Researchers Discovered New Dynamics in Fuel Cells

The demand for clean energy has never been greater, resulting in a global race to develop new technologies as alternatives to fossil fuels. Fuel cells are one of the most enticing of these green energy technologies. They use hydrogen as a fuel to generate electricity in an environmentally friendly manner and could power everything from long-haul trucks to major industrial processes. Researchers have discovered new dynamics that have the potential to speed up a sluggish part of the core chemical reaction in fuel cells.

The demand for clean energy has never been greater, resulting in a global race to develop new technologies as alternatives to fossil fuels. Fuel cells are one of the most enticing of these green energy technologies. They use hydrogen as a fuel to generate electricity in an environmentally friendly manner and could power everything from long-haul trucks to major industrial processes.

However, fuel cells are hampered by slow kinetics in a critical part of the chemical reaction, which limits efficiency. However, the University of Texas at Austin researchers have discovered new dynamics that could supercharge this reaction using iron-based single-atom catalysts.

Researchers have discovered new dynamics that could supercharge a sluggish part of the core chemical reaction in fuel cells.

The researchers created a new method to improve the oxygen reduction portion of the chemical reaction in fuel cells, which splits O2 molecules to create water. They did so using a “hydrogel anchoring strategy,” which involves creating densely packed sets of iron atoms that are held in place by a hydrogel polymer. Finding the right formula for spacing these atoms resulted in interactions that allowed them to transform into oxygen reduction catalysts.

Understanding the density and locational dynamics of these iron atoms reveals a previously unknown level of efficiency in this reaction. These findings were recently published in Nature Catalysis in a new paper by the researchers.

The oxygen reduction reaction is possibly the most significant impediment to large-scale fuel cell deployment.
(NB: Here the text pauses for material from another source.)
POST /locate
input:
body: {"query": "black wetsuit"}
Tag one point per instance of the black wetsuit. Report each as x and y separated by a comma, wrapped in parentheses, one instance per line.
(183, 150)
The promise of fuel cells is that their potential applications are nearly limitless. They can power systems as large as a utility power station and as small as a laptop computer by using a diverse range of fuels and feedstocks.

Breathing new life into fuel cells

Academic researchers from all over the world are working to improve fuel cell capabilities. Other UT Austin engineers are using a variety of approaches to solving key problems in fuel cell development.
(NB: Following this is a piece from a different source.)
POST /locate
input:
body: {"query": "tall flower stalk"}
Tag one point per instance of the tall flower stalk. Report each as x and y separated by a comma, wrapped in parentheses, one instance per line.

However, fuel cells are hampered by slow kinetics in a critical part of the chemical reaction, which limits efficiency. However, the University of Texas at Austin researchers have discovered new dynamics that could supercharge this reaction using iron-based single-atom catalysts.
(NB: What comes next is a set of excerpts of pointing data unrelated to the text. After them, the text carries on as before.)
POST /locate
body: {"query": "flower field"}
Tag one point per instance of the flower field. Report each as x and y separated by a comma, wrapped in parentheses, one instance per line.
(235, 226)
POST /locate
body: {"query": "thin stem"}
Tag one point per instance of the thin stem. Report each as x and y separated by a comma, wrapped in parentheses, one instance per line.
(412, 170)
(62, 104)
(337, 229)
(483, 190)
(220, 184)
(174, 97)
“It is critical to replace fossil fuels with clean and renewable energy sources in order to address major problems plaguing our society, such as climate change and atmospheric pollution,” said Guihua Yu, an associate professor of materials science in the Cockrell School’s Walker Department of Mechanical Engineering. “Fuel cells are thought to be a highly efficient and sustainable technology for converting chemical to electrical energy; however, they are limited by the sluggish kinetics of the cathodic oxygen reduction reaction. The distance between catalyst atoms was discovered to be the most important factor in maximizing their efficiency for next-generation fuel cells.”

These findings can be applied to a variety of situations, including electrocatalytic reactions. Other types of renewable fuels are included, as well as common chemical products such as alcohols, oxygenates, syngas, and olefin.

The versatility of hydrogen fuel opens up numerous opportunities to replace fossil fuels in various sectors of our economy. It has the potential to provide long-term energy storage for the electric power sector, fuel for heavy-duty transportation, and heat for industrial processes that require high temperatures, such as steel or concrete production. Today, hydrogen is primarily used in the petrochemical, food processing, and fertilizer industries, as well as in automobiles equipped with hydrogen fuel cells.